というわけで今回は懸念事項だった小春ちゃん関係のアレが確定し、本題たるハーフタイムショーオーディションに絡めてローラの成長が描かれ、一方ますます加速するゆめの虹ブーストに衝撃と懸念が上積みされ…その他もろもろ溢れるほどの内容をギュッと詰め込んだ一本でした。やはりオーディション絡みの成長話は面白い。件の対決描写によってゆめのお話も着実に進んでおり、次回予告を見る限り虹ブーストの反動(?)が早々表れそうでこちらも楽しみ。
余談。
今回ライブステージの勝敗に関して、ローラにドンズバのロック曲&ステージにマッチさせたコーデを合わせたのに「個性が云々」「自分のやり方云々」という落とし所はいまいち説得力に欠けると思わなくなくも(略。だったらローラは具体的にどうすりゃいいのだろう? と素で思ってしまった。ローラの個性を追求すると今回のステージに行き着くのでは?
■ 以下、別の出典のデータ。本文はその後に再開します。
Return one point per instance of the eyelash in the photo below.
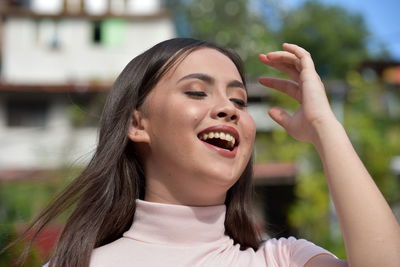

判りやすさで言うなら今回はゆめの土俵である「みつばちのキス」であえなく吹き飛ばされ、「1,2,Sing for You!」をリベンジマッチとした方がすっきりハマった気がする。その状況で同曲ステージがお披露目されたら間違いなくTV画面が滲んで見えなくなるはず。というか今後同じ曲(1,2,Sing for You!)のライブでローラを勝たせるにはオーラブレイカーキャンセラー+ブーストデストロイヤー(?)くらい発動させないと無理っぽい…異能バトルアニメじゃあるまいし(笑。今後何らかの事情で虹ブーストを発動できなくなったゆめに勝った所でローラも視聴者も溜飲が下がらず、かと言ってブーストゆめに勝ってしまったら「あの力」の存在意義を失ってしまう訳で、はたしてどういう形で「本当のライバル」の決着を付けるのか気になるトコであります。